Tuesday, March 24, 2009

Something is WRONG

This will be short & sweet~
Scary things are happening in our world right now, a lot of them bad. I'm not sure there is a direct link to my experience, or if it is truly blog worthy (wait--since when have I written "worthy" blogs?) but--
I had to write this down to believe it…I got an appointment at the eye doctor for Wednesday. As in TOMORROW. Not a cancellation—I had my choice of times!! Has Hell frozen over???

Sunday, March 8, 2009

Son of FRANKENBLOG

I liked my monster so much, I had to do another. You know what they say about sequels...

Anyway. Like the first creation, I have scavenged bits and pieces from older blogs and put them together in no particular order. The continuity actually surprised me.


************************************

The portrait is Clytie, a water nymph who was in love with Apollo. When he rejected her, she sat in one spot watching the sun (Apollo) go across the sky until she turned into a sunflower.

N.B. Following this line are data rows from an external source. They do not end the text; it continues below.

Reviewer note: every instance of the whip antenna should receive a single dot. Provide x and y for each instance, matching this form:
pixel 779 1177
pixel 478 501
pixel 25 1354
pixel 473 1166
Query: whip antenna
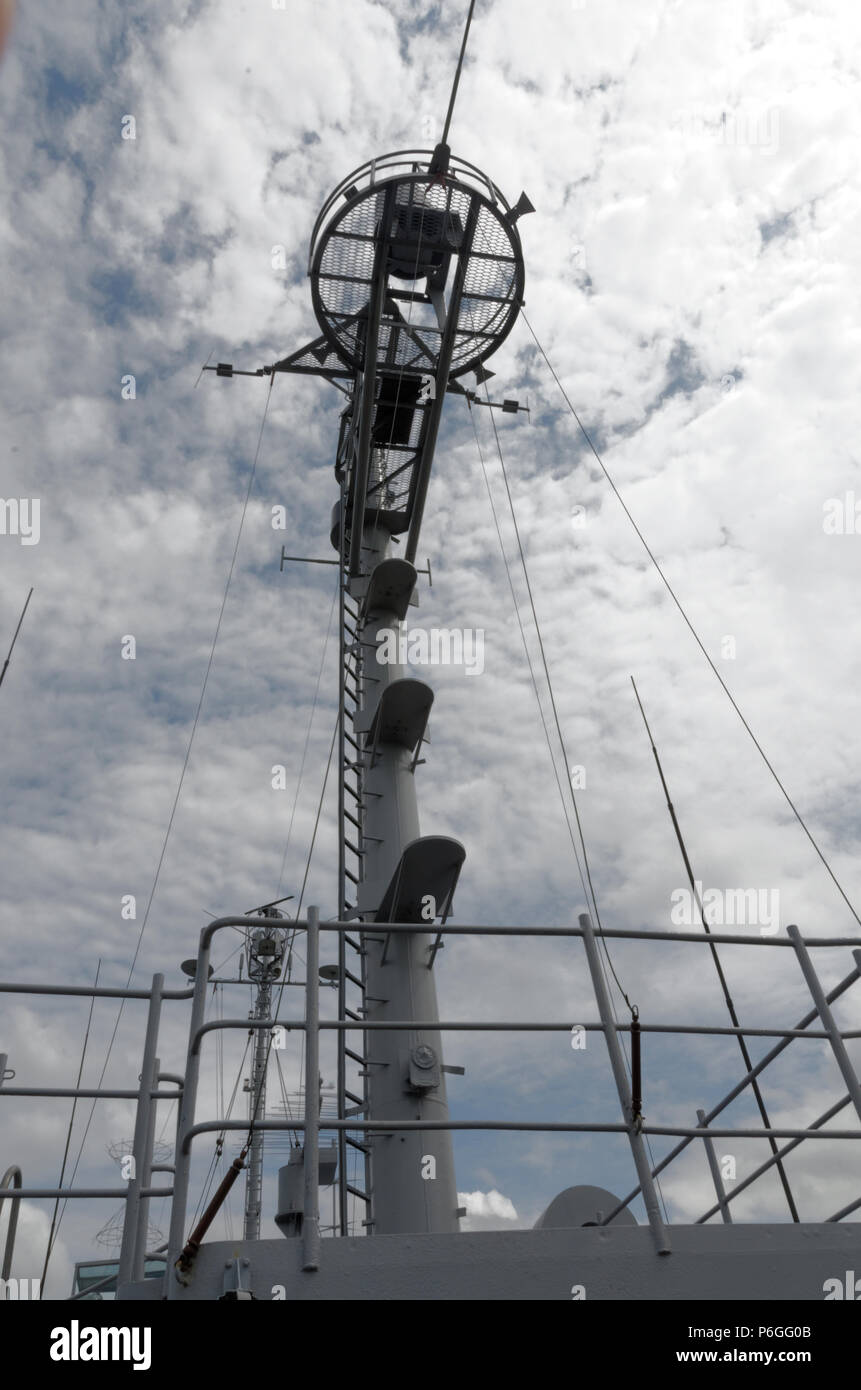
pixel 451 104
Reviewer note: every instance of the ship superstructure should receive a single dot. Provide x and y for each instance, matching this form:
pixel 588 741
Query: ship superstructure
pixel 416 275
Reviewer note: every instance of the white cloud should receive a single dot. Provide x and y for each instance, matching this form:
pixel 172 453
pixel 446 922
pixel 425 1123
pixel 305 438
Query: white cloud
pixel 143 256
pixel 486 1211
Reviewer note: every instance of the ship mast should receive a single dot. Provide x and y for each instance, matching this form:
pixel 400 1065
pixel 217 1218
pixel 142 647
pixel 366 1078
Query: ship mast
pixel 264 947
pixel 416 275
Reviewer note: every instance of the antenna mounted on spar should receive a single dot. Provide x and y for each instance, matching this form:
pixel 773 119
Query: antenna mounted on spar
pixel 416 275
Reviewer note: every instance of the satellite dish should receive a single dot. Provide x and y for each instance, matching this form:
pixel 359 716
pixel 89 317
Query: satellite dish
pixel 189 968
pixel 580 1207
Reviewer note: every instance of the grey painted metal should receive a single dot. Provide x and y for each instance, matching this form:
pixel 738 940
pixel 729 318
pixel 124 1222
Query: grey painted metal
pixel 342 901
pixel 846 1211
pixel 398 983
pixel 715 1171
pixel 511 1026
pixel 27 1193
pixel 188 1101
pixel 142 1130
pixel 89 991
pixel 146 1176
pixel 825 1014
pixel 310 1212
pixel 526 1126
pixel 526 930
pixel 105 1093
pixel 266 948
pixel 11 1176
pixel 367 391
pixel 447 348
pixel 616 1057
pixel 772 1159
pixel 710 1264
pixel 740 1086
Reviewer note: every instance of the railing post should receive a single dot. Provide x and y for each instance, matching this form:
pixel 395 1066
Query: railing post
pixel 616 1058
pixel 142 1127
pixel 146 1178
pixel 828 1018
pixel 13 1175
pixel 310 1215
pixel 715 1169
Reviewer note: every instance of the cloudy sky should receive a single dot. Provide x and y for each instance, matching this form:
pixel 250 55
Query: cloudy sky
pixel 691 271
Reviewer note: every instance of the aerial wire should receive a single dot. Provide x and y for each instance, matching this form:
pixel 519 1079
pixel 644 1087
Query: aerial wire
pixel 591 890
pixel 689 624
pixel 728 997
pixel 15 635
pixel 188 751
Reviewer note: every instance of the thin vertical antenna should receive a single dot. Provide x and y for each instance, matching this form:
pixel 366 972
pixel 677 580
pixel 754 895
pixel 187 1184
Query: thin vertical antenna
pixel 15 637
pixel 451 104
pixel 718 968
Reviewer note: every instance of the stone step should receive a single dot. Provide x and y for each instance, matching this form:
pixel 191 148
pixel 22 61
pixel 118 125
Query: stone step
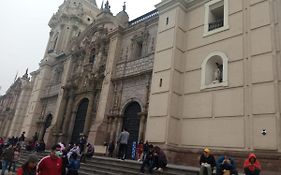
pixel 111 166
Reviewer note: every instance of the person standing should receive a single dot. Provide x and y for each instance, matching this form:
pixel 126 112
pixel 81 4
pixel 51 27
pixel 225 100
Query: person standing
pixel 111 148
pixel 226 165
pixel 123 144
pixel 22 137
pixel 29 167
pixel 207 162
pixel 16 159
pixel 8 156
pixel 251 165
pixel 82 143
pixel 52 164
pixel 74 165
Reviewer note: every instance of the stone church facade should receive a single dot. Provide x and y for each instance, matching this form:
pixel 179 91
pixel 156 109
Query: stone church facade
pixel 190 74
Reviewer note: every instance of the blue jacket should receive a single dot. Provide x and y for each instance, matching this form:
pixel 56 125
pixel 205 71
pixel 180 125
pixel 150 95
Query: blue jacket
pixel 73 164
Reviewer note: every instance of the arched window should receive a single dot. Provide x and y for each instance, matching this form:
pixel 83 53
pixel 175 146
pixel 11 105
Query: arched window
pixel 214 70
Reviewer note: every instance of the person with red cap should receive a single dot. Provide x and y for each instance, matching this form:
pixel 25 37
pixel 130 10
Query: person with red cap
pixel 251 165
pixel 52 164
pixel 207 162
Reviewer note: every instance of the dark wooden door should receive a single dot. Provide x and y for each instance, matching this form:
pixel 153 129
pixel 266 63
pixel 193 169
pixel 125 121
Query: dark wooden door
pixel 79 120
pixel 131 122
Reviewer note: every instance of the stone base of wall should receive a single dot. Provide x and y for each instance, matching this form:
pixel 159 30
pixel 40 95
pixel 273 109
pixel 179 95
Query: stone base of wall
pixel 270 160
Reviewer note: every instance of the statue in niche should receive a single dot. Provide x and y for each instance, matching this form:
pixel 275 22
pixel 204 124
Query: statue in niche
pixel 53 43
pixel 218 73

Don’t get me wrong--I am not totally devoid of any good eating habits. But who has ever said their comfort food was a tossed salad? Or grapefruit?

The small girl smiles, one eyelid flickers
She whips a pistol from her knickers
She aims it at the creature’s head
And bang bang bang, she shoots him dead


4) I HATE Ferris wheels.

Lunch lady at a junior high school…I charged kids a dime to see my tattoo.

Our whole family played up the Santa thing, but I didn’t believe that anymore than I did a “heavenly father” who (coincidentally) was also pictured as a kindly old man with a white beard.

First of all, I come by this honestly. As far back as I can remember, my mother talked about Elizabeth Taylor’s eyes.

Growing up in a medium size town--as opposed to a “big city”--I didn’t think I’d ever have much contact with crime, let alone murder victims.

15) I took a speed-reading course, and got up to 361 words a minute.

Wednesday, February 25, 2009

Lyrically Speaking

I have spent large chunks of time in any given day thinking in song lyrics. This must be because they occupy the largest portion of my brain. Really. I even try to converse with people using song lyrics, and I have decided this is the truest definition of the term,

Lyrically Speaking

For this blog I just made a list of songs I agree or disagree with.

I Ain’t No Holler Back Girl.

I’m NOT a Loser, Baby.

I’ve NEVER Seen a Bad Moon Rising.

It IS Getting Hot in Here!

All I Wanna Do is Dance.

I DO NOT Want to See You Laughing in the Purple Rain.

You DO NOT Make Me Feel Shiny and New…OR Like a Natural Woman, either.

Sunday, February 1, 2009

Sarcasm for fun and profit

A couple years ago we received a gift which had a fake warning label on the back, and it was hysterical. I immediately decided this was my calling. So I went home and wrote my own fake warning label to pitch to....someone....to get a job doing what I do best--mocking anything serious.

I'm not sure if I ever followed up on that idea, but I just found my silly label and decided it had languished in the darkness of my hard drive too long--time to bring it out into the light of blog.


USING YOUR NEW BLUFFINGTON MOUSEPAD:
This mousepad is made of noninflammable products. Do not attempt to inflame it. As with all mousepads, the New Bluffington mousepad should never be used to pad a mouse. Doing so could result in extremely irritated mice. Use only mild soap and water to remove any debris. Food, beer, and cigarette butts are considered excessive debris and may not respond to soap and water alone. In case of tornado, take shelter in your basement. In such situations, no mousepad can be expected to perform properly, if at all. Not for human consumption. Non-human consumption is in the eye of the beholder. New Bluffington mousepads are considered legal tender in Utopia, Atlantis, and portions of Xanadu. All other claims are fictitious.